I first understood that something was very wrong when I saw that the 2015 Sustainable City pLAn had exactly zero mentions of K–12 education in it, despite its focus on “Transforming Los Angeles: Environment, Economy, Equity.” My professor, the first chief sustainability officer for the city of Los Angeles, told me it was because he and the other authors of the plan just did not believe the public school system could or would do anything meaningful to address any of these three issues. The team certainly didn’t think schools could do anything quickly enough to address climate change. In my work here at Ten Strands, I hope to change this view—and to help transform California’s educational system into a key player in our fight for environmental justice and planetary survival.
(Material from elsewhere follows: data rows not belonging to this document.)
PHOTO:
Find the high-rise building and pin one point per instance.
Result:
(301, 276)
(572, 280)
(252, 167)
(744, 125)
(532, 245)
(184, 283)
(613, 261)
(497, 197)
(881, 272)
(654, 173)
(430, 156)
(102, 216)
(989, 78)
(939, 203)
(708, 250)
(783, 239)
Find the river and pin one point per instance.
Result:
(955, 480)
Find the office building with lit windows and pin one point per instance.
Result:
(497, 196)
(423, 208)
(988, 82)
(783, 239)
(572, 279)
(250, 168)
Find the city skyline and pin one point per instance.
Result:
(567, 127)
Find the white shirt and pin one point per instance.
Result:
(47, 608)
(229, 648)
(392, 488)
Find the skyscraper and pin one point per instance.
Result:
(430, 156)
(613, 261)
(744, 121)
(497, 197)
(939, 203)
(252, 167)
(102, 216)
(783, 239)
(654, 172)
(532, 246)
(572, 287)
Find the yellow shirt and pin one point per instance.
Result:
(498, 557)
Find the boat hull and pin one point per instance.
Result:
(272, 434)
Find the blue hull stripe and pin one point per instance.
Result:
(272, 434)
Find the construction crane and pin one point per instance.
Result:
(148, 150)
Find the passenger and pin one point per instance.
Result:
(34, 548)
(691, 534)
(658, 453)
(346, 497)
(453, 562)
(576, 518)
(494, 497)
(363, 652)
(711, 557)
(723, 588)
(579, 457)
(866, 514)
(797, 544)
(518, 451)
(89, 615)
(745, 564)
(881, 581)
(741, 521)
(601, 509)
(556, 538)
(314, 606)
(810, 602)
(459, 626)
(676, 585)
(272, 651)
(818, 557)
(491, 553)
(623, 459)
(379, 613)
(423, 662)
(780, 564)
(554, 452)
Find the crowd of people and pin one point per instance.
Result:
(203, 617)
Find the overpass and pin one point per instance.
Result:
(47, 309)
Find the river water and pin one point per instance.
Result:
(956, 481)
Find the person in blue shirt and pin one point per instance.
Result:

I think I was caught by surprise about the plan’s dismissal of education because of the success I’d had at Environmental Charter Schools for the previous 10 years. Serving primarily Black and Latino students in South Los Angeles, this public charter school network grew organically through family demand for deeper learning in safe spaces. As a teacher, coach, administrator, school co-founder, and curriculum director, I saw how teachers working with community-based partners could create rigorously standards-based interdisciplinary units that led to place-based civic engagement projects. I saw thousands of students graduate college-ready and empowered to be stewards of their communities. I saw how in two short years, a school campus could be transformed from a prison vibe to an oasis through student-led projects related to food, water, and waste. I witnessed how learning in and about our local environment connected content in each discipline and supported students to interrogate our country’s history of systemic environmental racism, settler colonialism, and radical inequalities in educational opportunities. I learned how incredibly simple it was for us as school leaders to allocate funding for overnight outdoor education trips for every student every year in our Local Control and Accountability Plans. Most importantly, I understood the role of schools in working with outdoor educators to create culturally responsive learning experiences where kids and teachers from all backgrounds could thrive when given the chance to connect with and to care for nature.
For many years, we tried to expand our model through our Green Ambassadors professional learning institutes. Teachers from all over Southern California would engage with our unit design cycle to develop inquiry and action projects focused on what they experienced daily. Time and again, kids’ and teachers’ efforts at other schools were thwarted when their districts stopped even the simplest of solutions like small gardens, rain barrels, or composting. I was left frustrated with local district policies, but it wasn’t until I began working at Ten Strands in 2018 that I understood how widespread and deeply rooted the disconnects are among environmental education, sustainable practices, and the pressure educational leaders are under to provide not just academic support, but often wraparound services for entire communities.
As tensions among these competing priorities were exacerbated by the pandemic, there also emerged some clarity about the potential for embracing a more holistic approach to education—and making the most of such moments is one of the things I appreciate most about Ten Strands. Within months, we worked with partners to launch the COVID-19 National Outdoor Learning Initiative. As educators developed and used this huge resource library and spent more time with students outdoors, they helped build the case for greening school campuses—to provide spaces for learning, to help students’ emotional well-being by connecting them with nearby nature, and to actually reduce negative health impacts of air pollution and urban heat islands.
Thanks in part to the persistence of members of the California Environmental Literacy Initiative’s innovation hubs, policy makers are increasingly seeing the potential to invest in solutions that address multiple problems at once. For example, this year’s state budget appears to include tens of millions of dollars for programs that will help CalFire create more urban forests on campuses vulnerable to extreme heat. Los Angeles Unified School District (LAUSD), where I received a largely excellent education, has dramatically expanded access to residential outdoor schools for its highest needs students and is replacing asphalt on school playgrounds.
These operational upgrades are taking place alongside investments in curriculum and instruction, such as LAUSD’s board resolution and creation of a climate literacy task force. On a larger scale, the state’s investment in the Climate Change and Environmental Justice Project has brought Ten Strands into collaboration with an inspiringly diverse cadre of curriculum writers who will create open educational resources addressing local phenomena. As campuses become more natural and students have increased access to green spaces, near and far, educational programming will increasingly build a sense of connectedness with nature—one of the strongest predictors of later stewardship behaviors.
So, as recent reports such as the Aspen Institute’s K12 Climate Action Plan and the North American Association for Environmental Education’s Mapping the Landscape of K–12 Climate Change Education Policy in the United States recommend, California’s education system is indeed embracing its solutionary role in creating both healthier communities and more empowered citizens. As Ten Strands’ Director of Strategic Partnerships, it is an honor and a pleasure every day to work alongside our growing staff and incredible partners to not just re-imagine, but to actively manifest the future we all have the responsibility to create. By strengthening increasingly interconnected networks of educators and their allies, I believe that schools will soon become essential sites of transformational, sustainable change.